To keep things simple, we're going to:
* Force all items to be integers instead of arbitrary data
* Declare the number of items in advance
    * Initially, everything is disconnected
    * Then we try to connect some integers

In [None]:
ds = DisjointSets(7)
ds.connect(0, 1)
ds.connect(1, 2)
ds.connect(0, 4)
ds.connect(3, 5)

![](images/integers.png)

Then we check connectedness,

In [None]:
ds.isConnected(2, 4) // returns true
ds.isConnected(3, 0) // returns false

Now if we connect more numbers,

In [None]:
ds.connect(4, 2)
ds.connect(4, 6)
ds.connect(3, 6)

![](images/integers2.png)

In [None]:
ds.isConnected(3, 0) // returns true

## The Disjoint Sets Interface

In [None]:
public interface DisjointSets {
    /** Connects 2 items P and Q */
    void connect(int p, int q);
    
    /** Checks to see if 2 items are connected. */
    boolean isConnected(int p, int q);
}

Goal: Design an efficient `DisjointSets` implementation. Some things to take into account,
* Number of elements `N` can be huge
* Number of method calls `M` can be huge
* Calls to methods may be interspersed
    * e.g. We can't assume that it'll be only `connect` operations followed by only `isConnected` operations

## The Naive Approach

* Connecting 2 things: Record every single connecting line in some data structure
* Checking connectedness: Do some sort of iteration over the lines to see if one thing can be reached from the other. 

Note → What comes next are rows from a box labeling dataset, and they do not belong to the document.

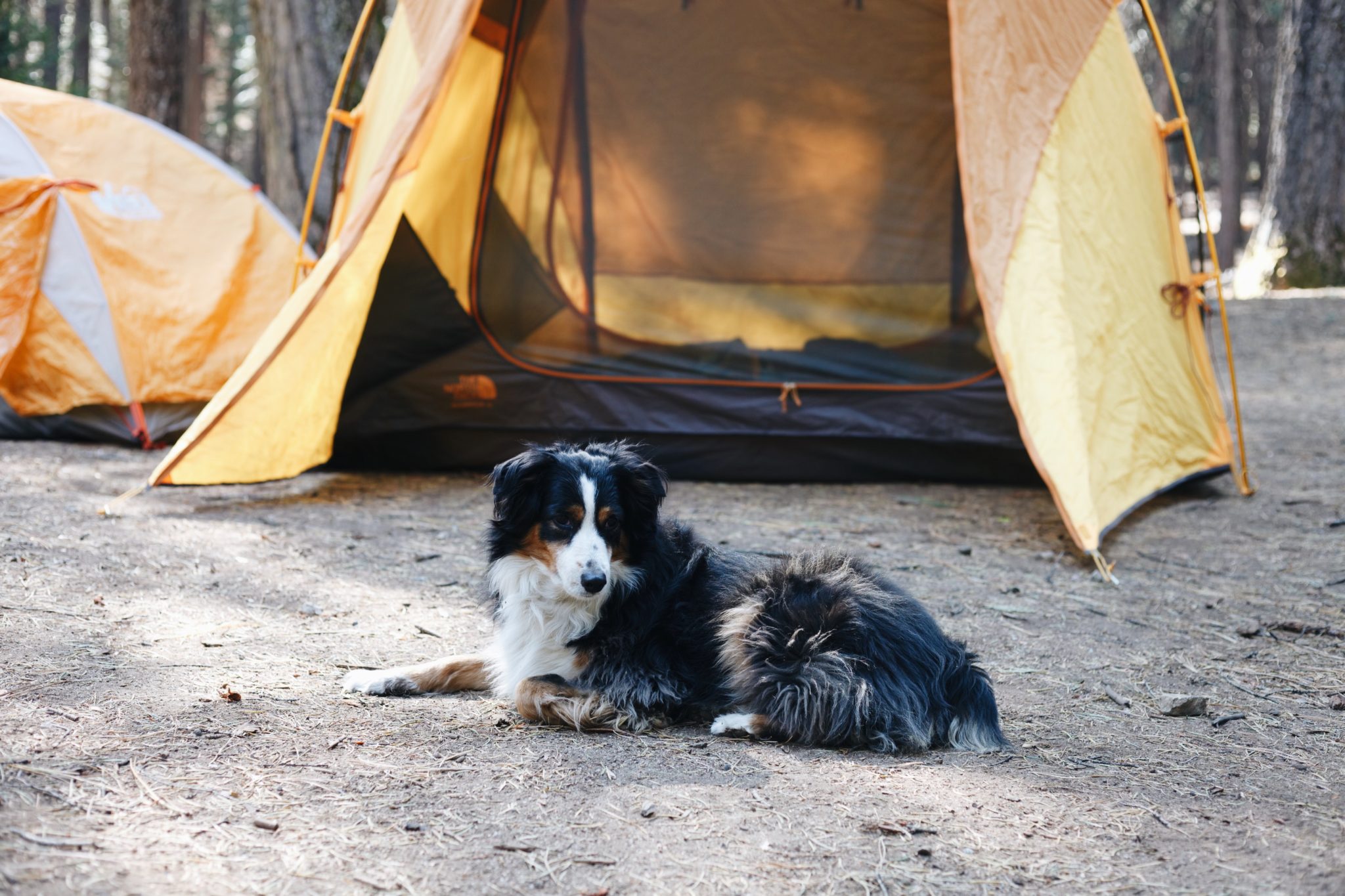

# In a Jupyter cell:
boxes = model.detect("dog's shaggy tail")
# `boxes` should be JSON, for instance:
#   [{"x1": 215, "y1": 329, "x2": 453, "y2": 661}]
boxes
[
  {"x1": 943, "y1": 645, "x2": 1009, "y2": 752},
  {"x1": 716, "y1": 553, "x2": 1007, "y2": 752}
]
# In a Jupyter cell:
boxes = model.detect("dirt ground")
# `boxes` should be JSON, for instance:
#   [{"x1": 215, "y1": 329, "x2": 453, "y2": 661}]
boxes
[{"x1": 0, "y1": 299, "x2": 1345, "y2": 896}]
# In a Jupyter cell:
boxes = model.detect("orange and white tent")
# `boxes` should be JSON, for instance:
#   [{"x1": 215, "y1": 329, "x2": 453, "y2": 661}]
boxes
[{"x1": 0, "y1": 81, "x2": 299, "y2": 444}]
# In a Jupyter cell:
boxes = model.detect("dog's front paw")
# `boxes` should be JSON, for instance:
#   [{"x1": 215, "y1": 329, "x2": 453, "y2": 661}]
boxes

This approach is too much work!

## A Better Approach: Connected Components

Rather than manually writing out every single connecting line, only record the sets that each item belongs to.

In [None]:
{0}, {1}, {2}, {3}, {4}, {5}, {6}
connect(0, 1)
{0, 1}, {2}, {3}, {4}, {5}, {6}
connect(1, 2)
{0, 1, 2}, {3}, {4}, {5}, {6}
connect(0, 4)
{0, 1, 2, 4}, {3}, {5}, {6}

connect(3, 5)
{0, 1, 2, 4}, {3, 5}, {6}

isConnected(2, 4) // return true
isConnected(3, 0) // return false

connect(4, 2) // doesn't change anything, they're already connected
connect(4, 6)
{0, 1, 2, 4, 6}, {3, 5}

connect(3, 6) // connects everything!
{0, 1, 2, 3, 4, 5, 6}

isConnected(3, 0) // return true


**The idea**: if we only keep track of the sets that an element belong to, then the problem becomes much simpler (we don't have to draw any lines!).

## A Better Approach: Connected Components 2

For each item, its **connected component** is the set of all items that are connected to that item.

For example, if we have the following:

In [None]:
{0, 1, 2, 4}, {3, 5}, {6}

...then 1's connected component is 0, 1, 2, 4.

The better approach: **model connectedness in terms of sets**
* We don't need to know how things are connected
* We only need to keep trach which connected component each item belongs to.